Average Hourly Earnings (AHE)

cuy <- read.csv('cps04.csv', header = T, sep = ",") # to read csv which already downloaded
cuy                                                 # open csv
avghour.response = na.omit(cuy$ahe)               # filter out missing values in Average Hourly Earnings (AHE)
n = length(avghour.response)                      # assign the length of response
s = sd(avghour.response)                          # standard deviation 
SE = s/sqrt(n)                                    # standard error estimate
E = qt(.975, df=n-1)*SE; E                        # margin of error (upper tail 95% of CI)
## [1] 0.1921255
xbar = mean(avghour.response); xbar               # sample mean
## [1] 16.7712
xbar + c(-E, E)                                   # confidence interval as told
## [1] 16.57908 16.96333

So, the result are:

  • Margin of Error of AHE is 0.1921255.

  • xbar or sample mean is 16.7712.

  • Confidence Interval are between 16.57908 and 16.96333.


Bachelor

bachelor.response = na.omit(cuy$bachelor)          # filter out missing values in Bachelor
n = length(bachelor.response)                      # assign the length of response
k = sum(bachelor.response == "1"); k               # sum of people who have bachelor
## [1] 3640
s = sd(bachelor.response)                          # standard deviation 
SE = s/sqrt(n)                                     # standard error estimate
E = qt(.975, df=n-1)*SE; E                         # margin of error (upper tail 95% of CI)
## [1] 0.01092554
xbar = mean(bachelor.response); xbar               # sample mean
## [1] 0.4557976
xbar + c(-E, E)                                    # confidence interval as told
## [1] 0.4448721 0.4667232

So, the result are:

  • People who have bachelor are 3640 people.

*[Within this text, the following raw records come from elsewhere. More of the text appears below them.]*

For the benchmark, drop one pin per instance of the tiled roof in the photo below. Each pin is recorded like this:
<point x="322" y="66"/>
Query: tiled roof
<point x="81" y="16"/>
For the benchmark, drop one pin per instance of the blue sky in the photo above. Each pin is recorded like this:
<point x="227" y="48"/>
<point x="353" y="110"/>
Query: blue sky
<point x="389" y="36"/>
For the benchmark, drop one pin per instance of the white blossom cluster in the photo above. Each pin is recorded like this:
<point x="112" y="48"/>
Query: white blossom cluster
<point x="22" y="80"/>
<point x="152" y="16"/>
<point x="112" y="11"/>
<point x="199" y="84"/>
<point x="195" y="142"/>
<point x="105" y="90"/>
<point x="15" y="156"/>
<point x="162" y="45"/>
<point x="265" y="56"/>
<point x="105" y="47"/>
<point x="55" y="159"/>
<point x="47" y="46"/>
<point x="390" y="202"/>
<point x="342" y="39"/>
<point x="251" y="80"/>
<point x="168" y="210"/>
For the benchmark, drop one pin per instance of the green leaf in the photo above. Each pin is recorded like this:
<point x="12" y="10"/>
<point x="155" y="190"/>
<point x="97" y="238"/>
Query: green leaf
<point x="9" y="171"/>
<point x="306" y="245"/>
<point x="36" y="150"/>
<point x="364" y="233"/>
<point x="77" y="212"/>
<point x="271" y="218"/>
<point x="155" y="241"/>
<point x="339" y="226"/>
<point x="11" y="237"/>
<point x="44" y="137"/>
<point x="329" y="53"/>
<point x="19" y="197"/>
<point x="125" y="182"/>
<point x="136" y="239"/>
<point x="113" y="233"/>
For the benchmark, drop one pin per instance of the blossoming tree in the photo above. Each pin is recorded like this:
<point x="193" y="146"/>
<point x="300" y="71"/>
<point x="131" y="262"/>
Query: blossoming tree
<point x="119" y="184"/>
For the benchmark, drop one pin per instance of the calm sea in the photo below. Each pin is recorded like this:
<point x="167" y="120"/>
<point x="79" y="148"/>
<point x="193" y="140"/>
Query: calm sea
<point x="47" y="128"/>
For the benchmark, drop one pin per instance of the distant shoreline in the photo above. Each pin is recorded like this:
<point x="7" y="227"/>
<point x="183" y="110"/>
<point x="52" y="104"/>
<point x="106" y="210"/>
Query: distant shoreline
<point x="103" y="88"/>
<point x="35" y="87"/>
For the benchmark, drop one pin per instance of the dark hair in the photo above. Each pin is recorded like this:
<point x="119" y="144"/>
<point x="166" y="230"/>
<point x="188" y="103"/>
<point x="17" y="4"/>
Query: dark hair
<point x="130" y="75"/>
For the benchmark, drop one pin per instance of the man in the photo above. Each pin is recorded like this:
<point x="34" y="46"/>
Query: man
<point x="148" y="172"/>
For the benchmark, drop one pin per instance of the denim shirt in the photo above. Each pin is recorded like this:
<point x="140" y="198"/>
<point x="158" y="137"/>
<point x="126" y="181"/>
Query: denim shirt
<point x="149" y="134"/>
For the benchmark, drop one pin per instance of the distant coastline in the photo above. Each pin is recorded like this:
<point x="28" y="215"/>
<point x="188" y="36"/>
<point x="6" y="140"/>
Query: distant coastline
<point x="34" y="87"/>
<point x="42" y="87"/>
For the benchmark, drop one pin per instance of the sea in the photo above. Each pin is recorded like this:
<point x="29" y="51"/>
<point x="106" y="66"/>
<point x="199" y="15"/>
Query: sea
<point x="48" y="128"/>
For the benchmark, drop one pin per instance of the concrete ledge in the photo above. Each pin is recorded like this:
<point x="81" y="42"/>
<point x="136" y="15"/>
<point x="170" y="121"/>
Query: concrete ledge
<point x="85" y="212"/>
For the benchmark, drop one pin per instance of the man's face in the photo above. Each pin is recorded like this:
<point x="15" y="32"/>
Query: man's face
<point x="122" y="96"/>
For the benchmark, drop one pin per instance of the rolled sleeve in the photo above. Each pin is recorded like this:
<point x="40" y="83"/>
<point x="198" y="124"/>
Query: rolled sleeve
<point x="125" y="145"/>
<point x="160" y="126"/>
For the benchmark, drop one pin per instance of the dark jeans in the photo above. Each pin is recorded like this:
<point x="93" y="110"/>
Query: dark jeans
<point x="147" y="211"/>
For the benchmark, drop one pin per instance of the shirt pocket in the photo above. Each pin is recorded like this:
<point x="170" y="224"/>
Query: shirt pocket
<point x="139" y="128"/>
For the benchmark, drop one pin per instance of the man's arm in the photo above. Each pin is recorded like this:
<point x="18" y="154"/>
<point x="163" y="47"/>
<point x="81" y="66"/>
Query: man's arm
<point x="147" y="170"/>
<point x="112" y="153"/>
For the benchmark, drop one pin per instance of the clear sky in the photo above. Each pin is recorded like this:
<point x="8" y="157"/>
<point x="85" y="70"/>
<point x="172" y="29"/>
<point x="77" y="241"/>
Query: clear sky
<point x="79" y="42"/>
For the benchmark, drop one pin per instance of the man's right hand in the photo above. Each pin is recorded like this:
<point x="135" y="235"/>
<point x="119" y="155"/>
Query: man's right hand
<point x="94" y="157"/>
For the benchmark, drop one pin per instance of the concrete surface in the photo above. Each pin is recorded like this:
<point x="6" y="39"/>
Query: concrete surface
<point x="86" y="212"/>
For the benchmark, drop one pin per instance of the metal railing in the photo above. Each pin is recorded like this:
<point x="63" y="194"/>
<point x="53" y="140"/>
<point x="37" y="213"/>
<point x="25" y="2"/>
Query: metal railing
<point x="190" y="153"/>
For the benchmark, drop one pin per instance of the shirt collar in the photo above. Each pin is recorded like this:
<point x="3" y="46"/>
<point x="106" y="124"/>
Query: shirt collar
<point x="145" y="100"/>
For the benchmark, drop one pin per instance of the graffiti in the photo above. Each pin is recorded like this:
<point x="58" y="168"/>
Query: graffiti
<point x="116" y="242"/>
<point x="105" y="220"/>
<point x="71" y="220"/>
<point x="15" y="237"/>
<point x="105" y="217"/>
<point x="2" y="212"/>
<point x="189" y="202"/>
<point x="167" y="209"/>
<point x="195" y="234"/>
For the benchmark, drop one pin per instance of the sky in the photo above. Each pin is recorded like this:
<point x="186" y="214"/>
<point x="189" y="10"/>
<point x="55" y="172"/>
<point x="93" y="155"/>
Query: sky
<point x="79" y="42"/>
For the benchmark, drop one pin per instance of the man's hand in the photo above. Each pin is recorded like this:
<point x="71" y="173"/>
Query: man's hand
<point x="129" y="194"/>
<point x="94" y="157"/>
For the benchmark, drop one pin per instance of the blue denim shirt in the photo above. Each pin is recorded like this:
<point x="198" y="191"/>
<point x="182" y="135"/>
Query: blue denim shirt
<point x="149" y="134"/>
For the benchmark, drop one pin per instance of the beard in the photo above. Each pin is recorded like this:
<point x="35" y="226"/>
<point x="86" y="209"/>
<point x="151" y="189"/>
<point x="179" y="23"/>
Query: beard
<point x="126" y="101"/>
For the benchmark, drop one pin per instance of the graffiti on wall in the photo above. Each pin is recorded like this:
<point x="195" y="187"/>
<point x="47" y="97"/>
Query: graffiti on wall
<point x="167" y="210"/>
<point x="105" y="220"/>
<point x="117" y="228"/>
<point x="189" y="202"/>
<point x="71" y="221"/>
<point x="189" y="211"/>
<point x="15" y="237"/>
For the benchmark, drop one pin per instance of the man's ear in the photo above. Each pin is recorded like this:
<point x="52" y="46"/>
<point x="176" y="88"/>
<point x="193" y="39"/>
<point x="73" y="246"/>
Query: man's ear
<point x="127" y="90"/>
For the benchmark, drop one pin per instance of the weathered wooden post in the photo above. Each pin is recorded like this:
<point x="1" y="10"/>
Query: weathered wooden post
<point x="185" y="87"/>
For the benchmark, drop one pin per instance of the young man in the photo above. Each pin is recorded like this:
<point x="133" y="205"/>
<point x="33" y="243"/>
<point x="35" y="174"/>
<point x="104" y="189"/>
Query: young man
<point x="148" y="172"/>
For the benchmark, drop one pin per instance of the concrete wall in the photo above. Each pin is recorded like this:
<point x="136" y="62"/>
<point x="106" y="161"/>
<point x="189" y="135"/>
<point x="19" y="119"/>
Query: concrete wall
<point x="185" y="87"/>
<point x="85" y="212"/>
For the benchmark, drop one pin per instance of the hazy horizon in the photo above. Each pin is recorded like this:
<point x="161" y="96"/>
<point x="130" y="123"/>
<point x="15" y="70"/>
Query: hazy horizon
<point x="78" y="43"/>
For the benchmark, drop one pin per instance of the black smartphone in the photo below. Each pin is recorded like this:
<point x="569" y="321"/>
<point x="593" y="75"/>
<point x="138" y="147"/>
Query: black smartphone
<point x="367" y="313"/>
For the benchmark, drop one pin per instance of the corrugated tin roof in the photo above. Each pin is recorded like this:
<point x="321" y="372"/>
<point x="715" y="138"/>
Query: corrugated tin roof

  • Margin of Error of Bachelor is 0.01092554.

  • xbar or sample mean is 0.4557976.

  • Confidence Interval are between 0.4448721 and 0.4667232.


Female

cwk.response = na.omit(cuy$female)                 # filter out missing values in Female
n = length(cwk.response)                           # assign the length of response
k = sum(cwk.response == "1"); k                    # sum of female
## [1] 3313
s = sd(cwk.response)                               # standard deviation 
SE = s/sqrt(n)                                     # standard error estimate
E = qt(.975, df=n-1)*SE; E                         # margin of error (upper tail 95% of CI)
## [1] 0.01080826
xbar = mean(cwk.response); xbar                    # sample mean
## [1] 0.414851
xbar + c(-E, E)                                    # confidence interval as told
## [1] 0.4040427 0.4256592

So, the result are:

  • SUM of Female are 3313 people.

  • Margin of Error of Bachelor is 0.01080826.

  • xbar or sample mean is 0.414851.

  • Confidence Interval are between 0.4040427 and 0.4256592.


Age

age.respons = na.omit(cuy$age)                     # filter out missing values in Age
n = length(age.respons)                            # assign the length of response
s = sd(age.respons)                                # standard deviation 
SE = s/sqrt(n)                                     # standard error estimate
E = qt(.975, df=n-1)*SE; E                         # margin of error (upper tail 95% of CI)
## [1] 0.06341853
xbar = mean(age.respons); xbar                     # sample mean
## [1] 29.75445
xbar + c(-E, E)                                    # confidence interval as told
## [1] 29.69103 29.81786

So, the result are:

  • Margin of Error of Age is 0.06341853.

  • xbar or sample mean is 29.75445.

  • Confidence Interval are between 29.69103 and 29.81786.